Local Bargaining in the Public Sector- why Eastbourne should worry !

The TUC has produced a discussion paper in response to the Chancellor's announcements, and the Wolf report, on local pay in public services. This should be a major concern to all trade unionists, especially in Eastbourne's relatively "low wage" (for the region) economy !

The Chancellor has asked the public sector pay review bodies to look at how public sector pay can be made “more responsive to local labour markets. It is clear that the Government thinks that public sector pay is too high in some part of the country and it is argued that:


“Public and private sector organisations compete for employees in different markets across the UK. However, while private sector pay is set in accordance with local labour markets, public sector pay is usually set on a national basis. As a result, in many areas, public sector pay does not reflect local labour market conditions.
Differences between public and private sector pay can adversely affect private sector businesses which have to compete with higher public sector wages. It also leads to unfair variations in public sector service quality and limits the number of jobs that the public sector can support.”
The TUC counters that public sector pay supports local economies. The Government's view takes no account of the part that public sector wages play in supporting the less well-off regions and nations of the UK. For example, the North East has both the lowest wages and the highest unemployment in England. It would simply not be credible to argue that the public sector was “crowding-out” private sector jobs in the poorest regions and nations.
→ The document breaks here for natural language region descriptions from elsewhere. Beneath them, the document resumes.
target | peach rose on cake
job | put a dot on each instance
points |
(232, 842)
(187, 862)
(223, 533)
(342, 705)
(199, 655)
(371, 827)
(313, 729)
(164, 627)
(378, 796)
Rather, reducing public sector wages in struggling areas would be certain to lead to fewer jobs, as a further fall in consumer spending would drive more private sector enterprises out of business. The failure of these enterprises would then cause f ripple effects. Economists estimate that this doubles the impact of any public sector wage cut.

According to the ONS Labour Force Survey, average public sector pay varies by 10.4 per cent between the regions and nations of the UK . It is most likely that public sector pay would fall furthest in the poorest parts of the UK.

The TUC estimates the regional effect of cutting public sector pay by just one per cent for the 908,000 public employees in the South East Region would have the effect of cutting £231 Million from the local economy- with devastating knock-on effect across both public and private sector workers.

In summary — the main arguments against "local pay" in public services:




  • Bad for local economies


  • Long-winded and inefficient


  • Bad for equalities — particularly affects women.